Written on 12 Nov 2018.
We are pleased to enclose an EDHEC-Risk Institute research article published in the September 2018 issue of Management Science entitled "A Reinterpretation of the Optimal Demand for Risky Assets in Fund Separation Theorems". In this article, authors Romain Deguest, Lionel Martellini and Vincent Milhau introduce new expressions for the optimal portfolio in a multi-period model, and they propose a criterion to assess whether the introduction of a new asset in the investment universe adds to an investor's welfare.
Dynamic portfolio optimisation models have been developed to find optimal investment strategies for investors who have the possibility to revise their asset allocation over time. They provide optimal investment rules that explain how the percentage allocation to each asset should depend on market conditions at each future date, these conditions being summarised in the level of interest rates, the risk premia of constituents (e.g. the equity and the bond risk premia), as well as their volatilities and correlations. In a series of pioneering articles published between 1969 and 1973, the economist Robert Merton, who was awarded the Nobel Memorial Prize in Economic Sciences in 1997 with Myron Scholes, showed that at each point in time, the optimal portfolio is an overlay of different portfolios that have well-defined roles. The first is the “myopic portfolio”, which maximises the Sharpe ratio at a short horizon instead of the actual, possibly remote, investment horizon. Then come a series of “hedging portfolios”, which are specially designed to have good performance when market conditions deteriorate (and conversely display low returns when conditions improve). This result is known as the “fund separation theorem”.

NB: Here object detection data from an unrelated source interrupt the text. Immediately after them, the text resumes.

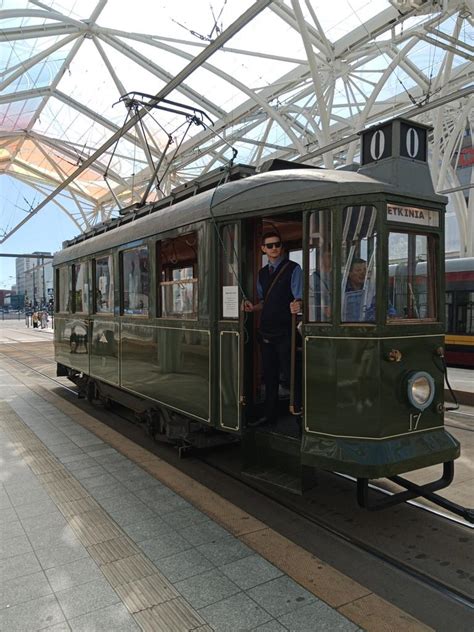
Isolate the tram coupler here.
[357,461,474,523]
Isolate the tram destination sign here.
[387,204,439,228]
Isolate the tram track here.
[199,454,474,610]
[0,344,474,610]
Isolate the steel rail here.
[0,352,474,610]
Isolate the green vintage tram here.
[54,119,465,515]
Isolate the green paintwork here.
[305,336,443,439]
[54,317,89,373]
[302,428,460,478]
[90,318,119,384]
[55,158,459,477]
[219,331,240,430]
[121,322,210,421]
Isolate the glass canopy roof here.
[0,0,474,253]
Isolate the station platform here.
[0,324,466,632]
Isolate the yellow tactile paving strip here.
[0,360,432,632]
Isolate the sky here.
[0,175,79,289]
[0,0,466,288]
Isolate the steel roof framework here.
[0,0,474,256]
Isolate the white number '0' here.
[407,127,420,158]
[370,129,385,160]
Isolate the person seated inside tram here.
[343,257,397,322]
[309,243,332,322]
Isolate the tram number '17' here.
[409,413,421,432]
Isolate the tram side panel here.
[54,316,90,374]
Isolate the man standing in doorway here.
[244,231,303,424]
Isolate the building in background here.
[16,252,53,308]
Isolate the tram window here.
[388,232,436,322]
[122,246,150,316]
[341,206,377,323]
[95,255,114,314]
[220,224,239,319]
[308,210,332,322]
[72,263,89,314]
[56,266,71,312]
[455,290,474,335]
[444,292,456,333]
[159,233,198,319]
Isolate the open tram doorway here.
[243,212,304,439]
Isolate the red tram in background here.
[389,257,474,369]
[446,257,474,369]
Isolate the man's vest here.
[258,259,298,335]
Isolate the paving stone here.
[84,443,118,459]
[58,496,100,518]
[135,598,206,632]
[0,572,52,608]
[64,454,100,472]
[199,593,272,632]
[135,481,179,509]
[88,537,140,566]
[69,510,122,546]
[35,541,88,570]
[146,490,192,517]
[178,520,230,546]
[278,601,359,632]
[100,494,152,520]
[220,555,282,590]
[138,533,192,561]
[45,557,102,592]
[0,595,64,632]
[0,489,13,509]
[0,518,25,542]
[163,507,209,529]
[154,549,213,584]
[42,621,71,632]
[174,569,240,609]
[15,498,56,520]
[68,433,104,448]
[122,516,173,542]
[101,553,156,588]
[252,619,288,632]
[21,508,67,534]
[89,482,129,502]
[68,457,108,481]
[28,525,77,549]
[0,498,18,528]
[108,506,156,528]
[0,533,33,560]
[4,487,50,509]
[247,576,315,618]
[69,604,140,632]
[56,577,120,619]
[0,552,41,581]
[197,536,254,566]
[115,573,179,613]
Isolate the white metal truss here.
[0,0,474,256]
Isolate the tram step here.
[242,467,305,495]
[242,430,315,494]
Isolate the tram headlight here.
[407,371,435,410]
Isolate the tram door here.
[240,213,303,436]
[217,222,244,432]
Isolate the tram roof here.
[54,169,399,265]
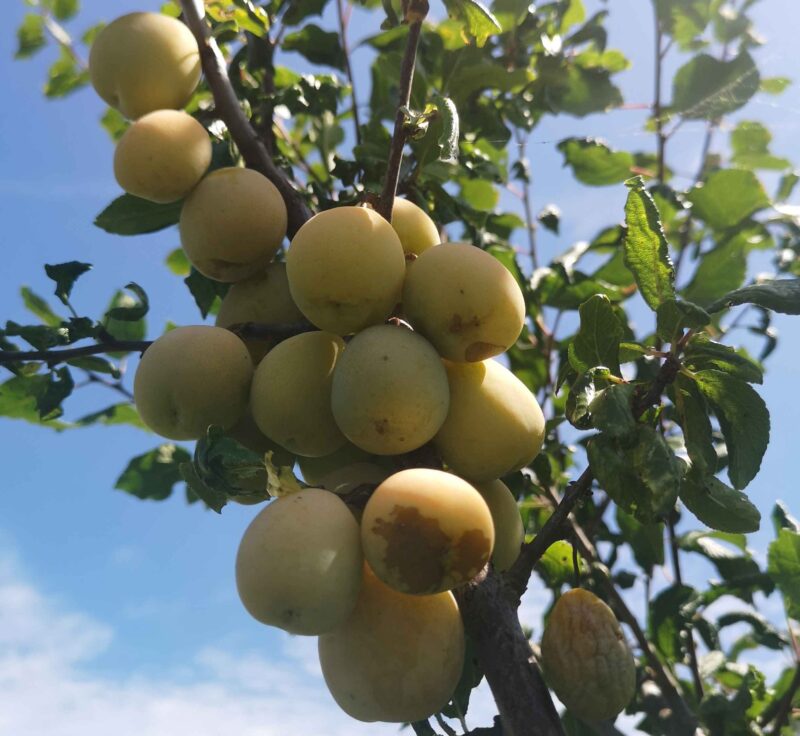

The intuition for the presence of the hedging demands is as follows: bad market conditions mean poor risk and return perspectives for investors, so they have negative impact on their welfare, but this effect can be offset if the portfolio displays higher returns. It is the purpose of the hedging portfolios to deliver these higher returns in the “bad scenarios”. For instance, lower interest rates mean lower expected returns on portfolios, but by purchasing long-term bonds, the prices of which increase when interest rates decrease, an investor can hedge against this event. The hedging portfolio associated with the interest rate level will thus be mostly invested in long-term bonds. More generally, there is one hedging portfolio for each risk factor behind market conditions.
An asset, whether it is stocks, bonds, a sub-class of these or an alternative class, can be part of all building blocks, so the total demand for this asset is the sum of a myopic demand and a series of hedging demands. The first contribution of our paper is to provide a new way to compute the weight of an asset in each elementary portfolio, which turns out to clarify the economic intuition behind the composition of the portfolios: an asset is included in a portfolio if, and only if, this improves the criterion optimised by the portfolio. Thus, it is part of the myopic portfolio if it leads to a higher Sharpe ratio, and it enters a hedging portfolio if it contributes to a better correlation with the risk factor to hedge. These rules can be expressed mathematically with the help of regression parameters, which convey easier economic interpretation than the matrix formulas traditionally used to calculate portfolio weights. The second contribution of our paper is to find “irrelevance conditions” for a new asset, that is conditions under which the introduction of this asset in the investment universe does not improve welfare. This question has been asked in the literature to study the benefits of diversifying investment equities across countries, or those of adding alternative asset classes to a stock-bond mix, but it has always been studied with “mean-variance spanning tests”, which test whether or not the new asset is useful in the myopic portfolio. In a dynamic context, an asset can be irrelevant in the myopic portfolio, but still be useful in the hedging portfolios. Thus, an asset does not contribute to welfare if it does not enter any of the building blocks of the fund separation theorem.